Stacey smiled and shook his head: “Money was just a medium of exchange. It was a way to have fun. If I have a lot of money, I’m going to spend a lot of money. I’ve never been particularly good about keeping my personal control there.”
The summer of 2009 showed a marked downturn in Stacey’s luck at any kind of table. That year in Vegas was a “total train wreck,” with Stacey winning not one of his 20-some odd events. His losses online, however, proved the most worrisome. Over a six-month period, Stacey accumulated a $25,000 loss. He didn’t make a dime.
“That can be really tough,” Stacey said, a slight edge in his normally upbeat tone. “It’s hard on the household, hard on the psyche, and you start to doubt yourself and what you’re able to do. My backers kept behind me and I turned it around, but I thought the black hole was never going to end.”
Unable to provide a steady income for the following year, Stacey took up a part-time job at Academic Support Services. Tutoring had been his primary job as an undergraduate at JSC, and he slipped back into the role easily for 20 hours a week. Poker had far too many holes, though Stacey admits the earning potential exists. When his backers trimmed him and many other players from their website, Stacey came back to JSC in his current full-time position.
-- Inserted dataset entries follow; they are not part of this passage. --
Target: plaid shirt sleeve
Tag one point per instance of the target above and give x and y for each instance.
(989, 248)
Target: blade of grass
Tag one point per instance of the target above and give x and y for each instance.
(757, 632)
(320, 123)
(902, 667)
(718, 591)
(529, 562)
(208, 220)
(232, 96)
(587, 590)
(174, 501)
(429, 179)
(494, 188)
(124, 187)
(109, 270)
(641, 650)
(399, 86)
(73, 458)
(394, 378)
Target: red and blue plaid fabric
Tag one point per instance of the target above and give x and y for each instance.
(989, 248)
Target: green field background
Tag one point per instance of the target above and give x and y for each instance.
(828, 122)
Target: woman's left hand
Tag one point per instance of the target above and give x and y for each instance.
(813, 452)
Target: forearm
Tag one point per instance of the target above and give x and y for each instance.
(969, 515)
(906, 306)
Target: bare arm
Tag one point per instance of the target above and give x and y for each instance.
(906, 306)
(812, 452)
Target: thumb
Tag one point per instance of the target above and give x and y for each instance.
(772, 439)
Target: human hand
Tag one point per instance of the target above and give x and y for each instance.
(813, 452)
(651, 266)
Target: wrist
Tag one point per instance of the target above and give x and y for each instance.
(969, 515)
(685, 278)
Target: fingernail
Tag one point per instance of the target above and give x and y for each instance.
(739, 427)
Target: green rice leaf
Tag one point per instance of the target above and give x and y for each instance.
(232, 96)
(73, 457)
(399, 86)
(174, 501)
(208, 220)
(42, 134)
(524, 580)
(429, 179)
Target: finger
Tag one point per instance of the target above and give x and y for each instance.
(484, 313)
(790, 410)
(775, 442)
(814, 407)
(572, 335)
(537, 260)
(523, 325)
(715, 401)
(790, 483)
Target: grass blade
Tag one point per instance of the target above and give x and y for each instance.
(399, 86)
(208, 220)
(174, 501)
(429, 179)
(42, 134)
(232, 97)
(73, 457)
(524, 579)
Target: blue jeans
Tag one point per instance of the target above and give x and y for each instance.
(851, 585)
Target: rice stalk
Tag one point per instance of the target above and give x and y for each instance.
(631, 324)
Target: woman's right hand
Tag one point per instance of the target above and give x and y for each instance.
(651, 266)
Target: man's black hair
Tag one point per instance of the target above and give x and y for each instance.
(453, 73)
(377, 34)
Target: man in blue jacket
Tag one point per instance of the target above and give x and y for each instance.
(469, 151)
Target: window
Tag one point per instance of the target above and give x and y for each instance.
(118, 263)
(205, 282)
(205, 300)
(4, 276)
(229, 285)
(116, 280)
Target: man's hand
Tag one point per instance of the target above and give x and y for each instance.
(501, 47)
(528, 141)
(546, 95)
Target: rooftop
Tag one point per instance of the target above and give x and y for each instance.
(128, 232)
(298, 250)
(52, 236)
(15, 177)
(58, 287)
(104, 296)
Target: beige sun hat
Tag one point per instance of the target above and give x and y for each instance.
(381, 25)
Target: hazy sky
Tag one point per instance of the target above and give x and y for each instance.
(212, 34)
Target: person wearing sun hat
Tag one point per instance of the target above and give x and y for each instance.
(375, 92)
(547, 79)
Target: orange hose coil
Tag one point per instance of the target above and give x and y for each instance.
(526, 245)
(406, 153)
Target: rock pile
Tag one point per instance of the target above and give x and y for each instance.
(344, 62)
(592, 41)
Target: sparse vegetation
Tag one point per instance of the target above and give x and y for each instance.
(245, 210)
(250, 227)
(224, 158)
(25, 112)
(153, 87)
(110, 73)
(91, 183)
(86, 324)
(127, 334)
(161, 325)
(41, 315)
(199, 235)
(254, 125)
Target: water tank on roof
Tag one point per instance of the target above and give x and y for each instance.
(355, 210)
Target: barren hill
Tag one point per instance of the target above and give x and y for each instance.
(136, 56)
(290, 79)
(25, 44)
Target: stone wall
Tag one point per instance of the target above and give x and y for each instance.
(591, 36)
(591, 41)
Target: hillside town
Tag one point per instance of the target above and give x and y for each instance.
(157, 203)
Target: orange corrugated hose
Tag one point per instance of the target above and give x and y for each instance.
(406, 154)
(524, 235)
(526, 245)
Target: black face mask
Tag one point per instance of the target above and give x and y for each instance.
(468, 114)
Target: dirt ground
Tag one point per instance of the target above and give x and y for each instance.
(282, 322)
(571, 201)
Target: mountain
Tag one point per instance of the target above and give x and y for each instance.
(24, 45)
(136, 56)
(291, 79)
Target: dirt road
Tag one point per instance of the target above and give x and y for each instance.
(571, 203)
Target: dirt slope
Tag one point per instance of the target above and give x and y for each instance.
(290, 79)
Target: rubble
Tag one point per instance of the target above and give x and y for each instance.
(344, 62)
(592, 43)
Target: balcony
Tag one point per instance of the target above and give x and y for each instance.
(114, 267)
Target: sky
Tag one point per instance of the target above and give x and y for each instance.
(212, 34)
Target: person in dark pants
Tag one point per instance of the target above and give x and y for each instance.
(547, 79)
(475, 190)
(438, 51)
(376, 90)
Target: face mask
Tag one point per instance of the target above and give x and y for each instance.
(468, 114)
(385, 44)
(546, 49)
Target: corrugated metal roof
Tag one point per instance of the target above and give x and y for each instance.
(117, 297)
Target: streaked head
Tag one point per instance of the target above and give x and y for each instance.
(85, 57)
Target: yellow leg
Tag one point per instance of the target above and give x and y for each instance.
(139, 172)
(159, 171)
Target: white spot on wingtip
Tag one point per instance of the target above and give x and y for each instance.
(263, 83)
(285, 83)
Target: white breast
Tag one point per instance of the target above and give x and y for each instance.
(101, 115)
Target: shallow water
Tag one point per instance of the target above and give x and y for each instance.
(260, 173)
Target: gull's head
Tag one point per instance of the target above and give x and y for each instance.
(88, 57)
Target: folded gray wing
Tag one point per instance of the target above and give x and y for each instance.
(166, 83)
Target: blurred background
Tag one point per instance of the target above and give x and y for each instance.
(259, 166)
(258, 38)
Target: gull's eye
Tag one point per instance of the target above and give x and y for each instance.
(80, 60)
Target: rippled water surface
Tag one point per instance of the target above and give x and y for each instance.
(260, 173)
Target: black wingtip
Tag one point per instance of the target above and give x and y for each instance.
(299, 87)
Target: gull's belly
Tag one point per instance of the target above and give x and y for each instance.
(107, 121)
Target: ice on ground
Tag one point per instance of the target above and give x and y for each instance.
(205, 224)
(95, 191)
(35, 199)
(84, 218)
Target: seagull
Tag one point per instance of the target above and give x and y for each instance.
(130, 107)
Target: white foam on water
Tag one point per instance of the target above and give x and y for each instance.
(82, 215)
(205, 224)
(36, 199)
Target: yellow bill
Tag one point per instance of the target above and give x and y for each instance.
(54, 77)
However, Stacey thinks anybody who sticks to poker for the money is going to have a hard time.
“You can’t be results oriented,” Stacey said. “You have to have fun. For me, it was about the social experience. In the middle of a game, I’m not pre-thinking strategy. I’m adapting to whatever factors are present and trying to make the right decisions. As a poker player, your goal at the end of the day is to make the right decisions.”
Today, poker has returned to its former position in Stacey’s life as a hobby, though a hobby which still brings the occasional notable addition to his bank account. If you were to ask Stacey for his advice on the professional circuit, you’ll find a quick response: “Don’t do it unless you have the proper bankroll behind you. Variants can suck, and you can devalue money to such a point you’re frivolous with your winnings, which I was. I would like my story to be more of a dystopian, cautionary tale. It takes 10,000 hours to get good at anything, and poker education takes a lot of money as well.”
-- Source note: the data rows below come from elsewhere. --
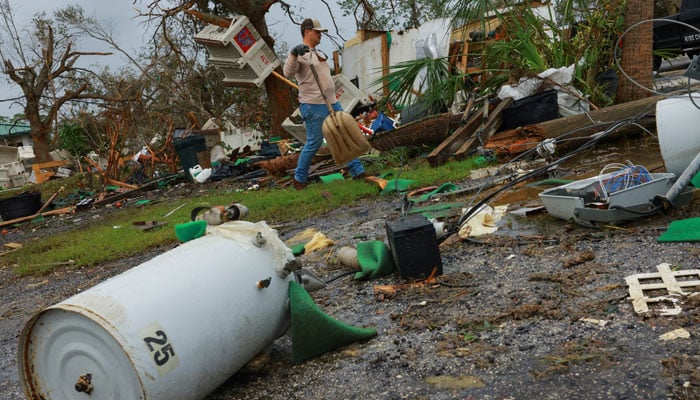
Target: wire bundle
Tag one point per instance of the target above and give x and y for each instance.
(625, 177)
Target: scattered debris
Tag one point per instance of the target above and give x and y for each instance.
(679, 333)
(147, 225)
(578, 258)
(600, 322)
(483, 221)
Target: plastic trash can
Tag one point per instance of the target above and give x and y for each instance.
(187, 149)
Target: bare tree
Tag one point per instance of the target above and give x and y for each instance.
(280, 96)
(636, 60)
(42, 62)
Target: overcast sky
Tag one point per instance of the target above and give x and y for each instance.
(129, 30)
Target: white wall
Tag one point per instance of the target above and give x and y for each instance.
(364, 60)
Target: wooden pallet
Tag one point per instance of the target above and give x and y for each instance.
(668, 284)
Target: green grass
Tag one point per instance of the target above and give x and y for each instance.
(115, 237)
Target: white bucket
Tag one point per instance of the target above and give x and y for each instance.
(173, 328)
(678, 129)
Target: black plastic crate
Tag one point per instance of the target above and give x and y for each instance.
(187, 149)
(414, 246)
(531, 110)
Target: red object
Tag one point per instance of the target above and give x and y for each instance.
(366, 130)
(245, 39)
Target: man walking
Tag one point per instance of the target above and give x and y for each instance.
(312, 105)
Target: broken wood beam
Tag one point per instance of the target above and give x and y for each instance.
(445, 149)
(584, 125)
(485, 132)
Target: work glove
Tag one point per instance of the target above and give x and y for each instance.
(300, 50)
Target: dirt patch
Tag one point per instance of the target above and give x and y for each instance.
(537, 310)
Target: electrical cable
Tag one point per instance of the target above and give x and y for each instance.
(618, 45)
(590, 143)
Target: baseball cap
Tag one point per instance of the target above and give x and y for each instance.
(313, 23)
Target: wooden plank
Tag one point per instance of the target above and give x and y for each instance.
(484, 133)
(445, 149)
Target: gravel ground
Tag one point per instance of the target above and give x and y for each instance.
(504, 321)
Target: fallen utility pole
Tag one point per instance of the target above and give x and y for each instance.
(584, 125)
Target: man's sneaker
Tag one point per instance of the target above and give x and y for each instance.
(299, 185)
(361, 176)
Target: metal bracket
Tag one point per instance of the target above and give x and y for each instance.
(693, 71)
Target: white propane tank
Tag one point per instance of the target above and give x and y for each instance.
(677, 121)
(172, 328)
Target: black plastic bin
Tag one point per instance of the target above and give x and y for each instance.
(531, 110)
(187, 149)
(414, 247)
(22, 205)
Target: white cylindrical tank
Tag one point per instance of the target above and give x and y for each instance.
(677, 121)
(172, 328)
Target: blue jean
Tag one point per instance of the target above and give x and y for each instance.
(313, 115)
Stacey’s life today, supplemented by poker rather than dominated by it, is a sturdier one. The $3 in the pocket of his jeans can’t buy the best steak or the most luxurious drinks, and that’s just fine by his account: “When I talk about poker, I tell people that some years I made a good income and felt like a mini-CEO. Other years I felt like a McDonalds employee. Today, it’s a good hobby. If anyone needs an advisor for a poker club at JSC, not one that plays for real money, of course, I would be happy to be [it].
It’s not a sport. Even though it’s on ESPN, it’s not a sport. It’s a game with a beautiful blend of psychology and mathematics. I think you can take a lot of lessons from the poker table.”